Congress, however, specifically stated that awards under section 307(f) are not to be limited to "prevailing" parties:

The committee did not intend that the court's discretion to award fees under this provision should be restricted to cases in which the party seeking fees was the "prevailing party."
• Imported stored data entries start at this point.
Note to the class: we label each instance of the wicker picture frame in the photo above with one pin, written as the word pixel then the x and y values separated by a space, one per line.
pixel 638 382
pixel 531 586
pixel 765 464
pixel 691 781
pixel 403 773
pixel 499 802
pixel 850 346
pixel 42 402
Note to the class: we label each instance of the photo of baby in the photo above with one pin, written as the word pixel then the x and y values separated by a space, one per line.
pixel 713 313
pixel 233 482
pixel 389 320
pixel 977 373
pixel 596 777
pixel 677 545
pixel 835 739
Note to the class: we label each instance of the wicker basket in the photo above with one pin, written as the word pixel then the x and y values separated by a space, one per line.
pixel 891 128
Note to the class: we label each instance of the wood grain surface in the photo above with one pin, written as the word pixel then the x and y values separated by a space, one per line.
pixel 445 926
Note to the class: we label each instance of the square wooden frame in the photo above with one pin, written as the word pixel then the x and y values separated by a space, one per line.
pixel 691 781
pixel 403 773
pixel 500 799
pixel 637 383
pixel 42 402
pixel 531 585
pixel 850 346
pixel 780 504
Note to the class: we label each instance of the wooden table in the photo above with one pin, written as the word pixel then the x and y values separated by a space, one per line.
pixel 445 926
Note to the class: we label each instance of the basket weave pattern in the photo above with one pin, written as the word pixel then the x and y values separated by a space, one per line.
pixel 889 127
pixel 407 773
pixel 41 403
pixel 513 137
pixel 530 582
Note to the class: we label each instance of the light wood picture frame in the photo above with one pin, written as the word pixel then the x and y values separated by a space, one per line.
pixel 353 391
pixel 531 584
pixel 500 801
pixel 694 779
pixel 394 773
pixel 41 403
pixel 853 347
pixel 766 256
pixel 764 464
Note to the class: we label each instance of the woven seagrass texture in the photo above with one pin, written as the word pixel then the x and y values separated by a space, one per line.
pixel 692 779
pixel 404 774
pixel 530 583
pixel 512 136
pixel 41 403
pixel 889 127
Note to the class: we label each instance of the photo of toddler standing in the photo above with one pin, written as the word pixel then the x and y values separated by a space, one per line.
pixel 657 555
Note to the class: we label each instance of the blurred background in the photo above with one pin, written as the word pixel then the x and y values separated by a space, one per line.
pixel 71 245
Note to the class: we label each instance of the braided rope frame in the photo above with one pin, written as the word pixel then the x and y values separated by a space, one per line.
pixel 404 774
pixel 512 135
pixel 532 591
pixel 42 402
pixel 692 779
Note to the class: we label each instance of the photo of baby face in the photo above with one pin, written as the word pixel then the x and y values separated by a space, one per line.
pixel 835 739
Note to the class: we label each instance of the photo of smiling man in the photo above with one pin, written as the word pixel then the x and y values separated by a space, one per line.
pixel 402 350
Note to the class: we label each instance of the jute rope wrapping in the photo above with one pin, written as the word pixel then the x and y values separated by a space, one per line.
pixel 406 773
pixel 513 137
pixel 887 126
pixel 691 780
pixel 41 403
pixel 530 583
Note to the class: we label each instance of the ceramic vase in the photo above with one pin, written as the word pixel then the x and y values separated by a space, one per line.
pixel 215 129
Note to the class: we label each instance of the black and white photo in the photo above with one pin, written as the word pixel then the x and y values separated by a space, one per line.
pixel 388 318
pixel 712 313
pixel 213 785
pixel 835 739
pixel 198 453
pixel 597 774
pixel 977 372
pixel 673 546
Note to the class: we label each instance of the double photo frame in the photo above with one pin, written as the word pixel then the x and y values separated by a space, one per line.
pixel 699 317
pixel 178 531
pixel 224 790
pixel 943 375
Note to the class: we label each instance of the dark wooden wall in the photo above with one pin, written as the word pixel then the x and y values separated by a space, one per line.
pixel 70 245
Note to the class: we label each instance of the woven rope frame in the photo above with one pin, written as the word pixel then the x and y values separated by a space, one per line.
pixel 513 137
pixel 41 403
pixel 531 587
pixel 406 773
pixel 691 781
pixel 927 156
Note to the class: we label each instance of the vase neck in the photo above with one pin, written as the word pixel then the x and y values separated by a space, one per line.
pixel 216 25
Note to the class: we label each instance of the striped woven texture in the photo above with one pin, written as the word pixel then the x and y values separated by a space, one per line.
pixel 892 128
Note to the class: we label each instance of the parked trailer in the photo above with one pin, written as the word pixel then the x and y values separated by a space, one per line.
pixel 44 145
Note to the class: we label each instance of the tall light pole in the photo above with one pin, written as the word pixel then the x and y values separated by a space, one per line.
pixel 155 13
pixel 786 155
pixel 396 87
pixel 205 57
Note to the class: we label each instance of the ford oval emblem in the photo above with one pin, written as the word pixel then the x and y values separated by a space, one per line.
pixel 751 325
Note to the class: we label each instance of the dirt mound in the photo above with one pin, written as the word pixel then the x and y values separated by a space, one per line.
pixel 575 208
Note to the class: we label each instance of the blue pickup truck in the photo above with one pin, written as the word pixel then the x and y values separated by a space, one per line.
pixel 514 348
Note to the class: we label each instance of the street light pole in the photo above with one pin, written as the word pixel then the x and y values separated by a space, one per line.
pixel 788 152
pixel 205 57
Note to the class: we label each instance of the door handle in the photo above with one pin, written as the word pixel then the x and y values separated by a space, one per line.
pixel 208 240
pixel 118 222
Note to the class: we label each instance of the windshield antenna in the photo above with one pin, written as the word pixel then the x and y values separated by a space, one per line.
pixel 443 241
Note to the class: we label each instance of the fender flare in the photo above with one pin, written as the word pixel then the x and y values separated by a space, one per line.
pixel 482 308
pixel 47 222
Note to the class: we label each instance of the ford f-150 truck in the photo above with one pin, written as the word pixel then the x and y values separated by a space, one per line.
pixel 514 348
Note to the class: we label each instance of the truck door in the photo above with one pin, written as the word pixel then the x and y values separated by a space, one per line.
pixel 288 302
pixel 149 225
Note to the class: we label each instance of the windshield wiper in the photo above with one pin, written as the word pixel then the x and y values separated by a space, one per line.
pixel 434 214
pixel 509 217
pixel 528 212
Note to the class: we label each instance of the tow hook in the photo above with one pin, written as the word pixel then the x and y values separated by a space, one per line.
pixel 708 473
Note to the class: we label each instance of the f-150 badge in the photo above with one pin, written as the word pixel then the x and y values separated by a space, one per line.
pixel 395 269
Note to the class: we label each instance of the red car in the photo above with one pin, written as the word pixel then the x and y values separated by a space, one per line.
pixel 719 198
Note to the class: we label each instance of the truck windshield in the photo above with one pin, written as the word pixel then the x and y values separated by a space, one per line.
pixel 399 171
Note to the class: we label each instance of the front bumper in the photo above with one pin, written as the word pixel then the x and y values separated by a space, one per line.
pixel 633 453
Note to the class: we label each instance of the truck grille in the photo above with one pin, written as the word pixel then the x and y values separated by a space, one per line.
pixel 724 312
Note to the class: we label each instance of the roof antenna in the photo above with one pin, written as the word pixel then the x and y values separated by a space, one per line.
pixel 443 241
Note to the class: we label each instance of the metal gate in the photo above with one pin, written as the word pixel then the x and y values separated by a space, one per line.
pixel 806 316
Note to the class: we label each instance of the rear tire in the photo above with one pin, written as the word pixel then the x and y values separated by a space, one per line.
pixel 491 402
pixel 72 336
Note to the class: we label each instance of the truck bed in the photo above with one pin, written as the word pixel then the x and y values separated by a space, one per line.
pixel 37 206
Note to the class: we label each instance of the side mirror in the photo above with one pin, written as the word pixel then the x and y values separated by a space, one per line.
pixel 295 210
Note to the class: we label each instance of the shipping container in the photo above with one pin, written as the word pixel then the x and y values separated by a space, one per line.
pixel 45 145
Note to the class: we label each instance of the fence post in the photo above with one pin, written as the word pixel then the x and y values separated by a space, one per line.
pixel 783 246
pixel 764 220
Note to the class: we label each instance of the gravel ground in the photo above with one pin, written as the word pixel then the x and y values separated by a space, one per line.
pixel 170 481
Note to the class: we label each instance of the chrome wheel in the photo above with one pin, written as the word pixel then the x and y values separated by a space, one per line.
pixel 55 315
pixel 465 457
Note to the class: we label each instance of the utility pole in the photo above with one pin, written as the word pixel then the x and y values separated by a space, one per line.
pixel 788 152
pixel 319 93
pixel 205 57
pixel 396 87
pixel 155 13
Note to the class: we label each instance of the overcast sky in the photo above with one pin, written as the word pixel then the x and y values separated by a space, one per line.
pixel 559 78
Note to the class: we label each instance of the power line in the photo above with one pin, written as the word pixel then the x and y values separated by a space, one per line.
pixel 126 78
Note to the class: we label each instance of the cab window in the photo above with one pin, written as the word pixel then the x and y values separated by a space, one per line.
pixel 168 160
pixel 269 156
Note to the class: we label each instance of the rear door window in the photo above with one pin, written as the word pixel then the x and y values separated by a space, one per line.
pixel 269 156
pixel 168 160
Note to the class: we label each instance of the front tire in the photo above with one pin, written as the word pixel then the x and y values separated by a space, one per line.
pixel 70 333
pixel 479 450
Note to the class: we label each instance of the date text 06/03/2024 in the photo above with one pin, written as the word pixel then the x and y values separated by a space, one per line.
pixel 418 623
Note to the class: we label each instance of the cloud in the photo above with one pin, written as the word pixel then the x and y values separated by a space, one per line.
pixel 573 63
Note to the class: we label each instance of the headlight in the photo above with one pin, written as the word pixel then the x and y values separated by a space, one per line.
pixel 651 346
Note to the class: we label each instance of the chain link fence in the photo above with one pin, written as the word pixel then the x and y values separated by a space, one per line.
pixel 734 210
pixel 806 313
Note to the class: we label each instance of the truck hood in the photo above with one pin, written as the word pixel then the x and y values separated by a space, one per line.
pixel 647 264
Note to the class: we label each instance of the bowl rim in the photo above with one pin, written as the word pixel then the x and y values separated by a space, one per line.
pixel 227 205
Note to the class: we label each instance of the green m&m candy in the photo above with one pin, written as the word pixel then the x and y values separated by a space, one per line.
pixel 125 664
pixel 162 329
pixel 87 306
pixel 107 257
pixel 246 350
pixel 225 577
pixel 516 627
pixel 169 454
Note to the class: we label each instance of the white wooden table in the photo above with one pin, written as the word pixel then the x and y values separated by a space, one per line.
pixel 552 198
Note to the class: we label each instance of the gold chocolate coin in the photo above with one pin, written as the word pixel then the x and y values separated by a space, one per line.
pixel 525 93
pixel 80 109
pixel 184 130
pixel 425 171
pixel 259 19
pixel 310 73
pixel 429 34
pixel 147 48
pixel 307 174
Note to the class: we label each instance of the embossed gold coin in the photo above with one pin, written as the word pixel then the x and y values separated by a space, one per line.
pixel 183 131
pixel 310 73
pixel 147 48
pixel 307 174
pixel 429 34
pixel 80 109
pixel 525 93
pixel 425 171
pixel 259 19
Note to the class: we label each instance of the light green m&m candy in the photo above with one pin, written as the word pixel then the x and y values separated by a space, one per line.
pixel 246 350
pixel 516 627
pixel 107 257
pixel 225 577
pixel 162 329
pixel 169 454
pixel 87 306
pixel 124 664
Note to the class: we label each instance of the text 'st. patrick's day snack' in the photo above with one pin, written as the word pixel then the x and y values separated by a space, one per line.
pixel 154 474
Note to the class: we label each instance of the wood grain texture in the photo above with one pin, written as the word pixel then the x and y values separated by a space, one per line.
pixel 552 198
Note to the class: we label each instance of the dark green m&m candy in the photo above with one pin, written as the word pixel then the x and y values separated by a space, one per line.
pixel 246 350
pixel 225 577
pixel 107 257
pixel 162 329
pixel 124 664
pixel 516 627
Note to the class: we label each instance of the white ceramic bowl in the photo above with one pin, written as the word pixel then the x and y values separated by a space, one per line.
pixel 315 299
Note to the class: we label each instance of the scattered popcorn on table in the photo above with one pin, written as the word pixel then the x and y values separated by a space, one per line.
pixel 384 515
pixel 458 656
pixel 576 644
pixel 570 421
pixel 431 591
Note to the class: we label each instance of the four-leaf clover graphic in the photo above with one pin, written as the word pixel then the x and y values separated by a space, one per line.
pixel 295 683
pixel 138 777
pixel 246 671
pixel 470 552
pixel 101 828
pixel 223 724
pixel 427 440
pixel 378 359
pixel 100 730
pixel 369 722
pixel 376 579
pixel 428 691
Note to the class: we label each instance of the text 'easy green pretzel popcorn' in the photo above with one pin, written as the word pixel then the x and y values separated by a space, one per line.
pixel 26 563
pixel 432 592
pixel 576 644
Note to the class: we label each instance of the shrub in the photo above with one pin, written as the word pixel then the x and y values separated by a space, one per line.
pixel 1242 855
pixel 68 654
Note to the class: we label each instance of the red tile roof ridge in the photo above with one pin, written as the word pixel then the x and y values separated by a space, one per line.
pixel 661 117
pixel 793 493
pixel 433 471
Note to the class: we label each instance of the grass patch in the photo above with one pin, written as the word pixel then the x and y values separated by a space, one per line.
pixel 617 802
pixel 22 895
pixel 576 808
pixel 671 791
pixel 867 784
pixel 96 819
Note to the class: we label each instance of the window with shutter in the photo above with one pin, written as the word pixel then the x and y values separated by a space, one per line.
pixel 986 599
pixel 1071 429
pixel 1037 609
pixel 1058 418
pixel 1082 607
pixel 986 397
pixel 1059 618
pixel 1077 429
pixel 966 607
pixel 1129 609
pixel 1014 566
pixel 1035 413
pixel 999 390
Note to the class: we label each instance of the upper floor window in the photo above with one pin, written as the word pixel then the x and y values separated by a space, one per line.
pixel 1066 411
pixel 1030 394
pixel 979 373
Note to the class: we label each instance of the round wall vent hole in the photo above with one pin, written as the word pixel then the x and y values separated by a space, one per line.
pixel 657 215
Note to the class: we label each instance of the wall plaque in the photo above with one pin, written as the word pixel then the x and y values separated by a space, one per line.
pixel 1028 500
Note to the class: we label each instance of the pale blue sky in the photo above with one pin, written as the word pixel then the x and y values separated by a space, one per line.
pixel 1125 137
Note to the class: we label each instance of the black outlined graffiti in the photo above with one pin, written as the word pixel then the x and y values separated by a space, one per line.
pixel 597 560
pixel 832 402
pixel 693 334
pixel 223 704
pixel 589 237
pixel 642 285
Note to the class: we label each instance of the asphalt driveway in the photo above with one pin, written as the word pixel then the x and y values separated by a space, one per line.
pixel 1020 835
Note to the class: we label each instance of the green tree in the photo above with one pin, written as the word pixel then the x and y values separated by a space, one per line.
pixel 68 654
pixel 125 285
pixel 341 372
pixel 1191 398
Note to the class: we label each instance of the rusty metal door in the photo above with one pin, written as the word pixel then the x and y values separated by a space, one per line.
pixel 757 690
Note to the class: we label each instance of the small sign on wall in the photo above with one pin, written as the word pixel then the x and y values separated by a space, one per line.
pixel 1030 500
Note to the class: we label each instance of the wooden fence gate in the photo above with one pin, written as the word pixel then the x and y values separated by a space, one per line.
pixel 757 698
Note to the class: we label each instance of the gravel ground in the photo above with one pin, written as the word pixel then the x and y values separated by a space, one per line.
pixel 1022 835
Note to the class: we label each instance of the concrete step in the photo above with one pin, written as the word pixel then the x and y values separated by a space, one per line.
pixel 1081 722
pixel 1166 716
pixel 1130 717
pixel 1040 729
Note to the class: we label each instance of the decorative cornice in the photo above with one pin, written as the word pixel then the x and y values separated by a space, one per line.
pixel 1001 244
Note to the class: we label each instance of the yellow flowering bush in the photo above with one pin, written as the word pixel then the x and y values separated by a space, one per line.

H.R.Rep. No. 294, at 337, U.S.Code Cong. & Admin. News 1977 at 1416. The Supreme Court has held that Congress did not thereby intend to allow the award of fees to parties wholly unsuccessful on the merits. Ruckelshaus v. Sierra Club, 463 U.S. at 693-94, 103 S.Ct. at 3281-82. Congress simply intended by section 307(f) to make eligible for fee awards a set of litigants intermediate in size between the group of litigants eligible as prevailing parties and the group of all litigants.